Smeltzer knows that sometimes people don’t know how to act when a family member or friend is suddenly faced with cancer. But he thinks that the simplest gestures can make a big difference.
“Just be there for them, if you know someone who’s going through it. When I was sick, my teammates and their families got together and they would come in and visit me in the hospital but it wasn’t even that,” Smeltzer said, “it was people cooking dinner for my family because you’re at the hospital all day, the easiest thing to do is get a quick meal, if you cook a meal for someone who’s going through it, you don’t realize how far that goes.”
Smeltzer has advanced to California League and his professional baseball career is just a little more than an year old but he knows that this is something he always wanted.

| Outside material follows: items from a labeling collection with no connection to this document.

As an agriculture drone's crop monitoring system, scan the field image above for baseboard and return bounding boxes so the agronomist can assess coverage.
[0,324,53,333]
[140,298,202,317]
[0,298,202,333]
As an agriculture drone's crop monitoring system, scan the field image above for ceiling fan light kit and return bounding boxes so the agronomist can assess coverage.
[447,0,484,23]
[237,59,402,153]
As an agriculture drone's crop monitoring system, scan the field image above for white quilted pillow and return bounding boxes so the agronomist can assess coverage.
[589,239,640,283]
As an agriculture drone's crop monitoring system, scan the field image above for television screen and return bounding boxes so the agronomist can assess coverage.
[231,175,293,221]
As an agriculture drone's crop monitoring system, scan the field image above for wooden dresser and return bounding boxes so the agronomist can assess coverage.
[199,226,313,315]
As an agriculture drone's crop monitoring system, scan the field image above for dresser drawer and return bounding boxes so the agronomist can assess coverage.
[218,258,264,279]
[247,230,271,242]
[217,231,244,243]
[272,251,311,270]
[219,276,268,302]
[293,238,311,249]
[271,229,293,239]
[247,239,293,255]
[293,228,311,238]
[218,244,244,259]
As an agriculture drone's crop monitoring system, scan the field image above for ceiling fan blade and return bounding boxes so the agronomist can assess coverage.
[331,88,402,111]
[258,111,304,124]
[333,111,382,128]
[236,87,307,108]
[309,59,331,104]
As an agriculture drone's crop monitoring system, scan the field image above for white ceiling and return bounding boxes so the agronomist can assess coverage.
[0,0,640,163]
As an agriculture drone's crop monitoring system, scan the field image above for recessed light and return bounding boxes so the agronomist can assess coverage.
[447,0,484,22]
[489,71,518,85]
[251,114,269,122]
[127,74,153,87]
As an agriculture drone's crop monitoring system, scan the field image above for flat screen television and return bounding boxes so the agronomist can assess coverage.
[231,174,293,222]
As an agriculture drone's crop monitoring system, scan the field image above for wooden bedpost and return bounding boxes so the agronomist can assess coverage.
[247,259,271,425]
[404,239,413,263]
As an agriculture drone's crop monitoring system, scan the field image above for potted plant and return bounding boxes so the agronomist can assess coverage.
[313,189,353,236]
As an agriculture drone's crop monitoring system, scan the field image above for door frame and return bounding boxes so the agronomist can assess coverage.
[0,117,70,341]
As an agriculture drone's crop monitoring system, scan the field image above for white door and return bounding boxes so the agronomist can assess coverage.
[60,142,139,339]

He also believes that he would not be here without his fight with cancer.
“You know I’ve had my sights set on my goal,” Smeltzer said, “I may have been ten, eleven, twelve years old but my goal was to always make it as far as I possibly could in baseball.”
“If it was spending Friday nights in high school in the academy working out, that’s what it was, I never got caught up in the wrong group, I always tried to keep my head on straight, worked hard for my goal and I didn’t let anything get in the way of that.”
“I truly believe the person I am today is because of what I went through as a kid.”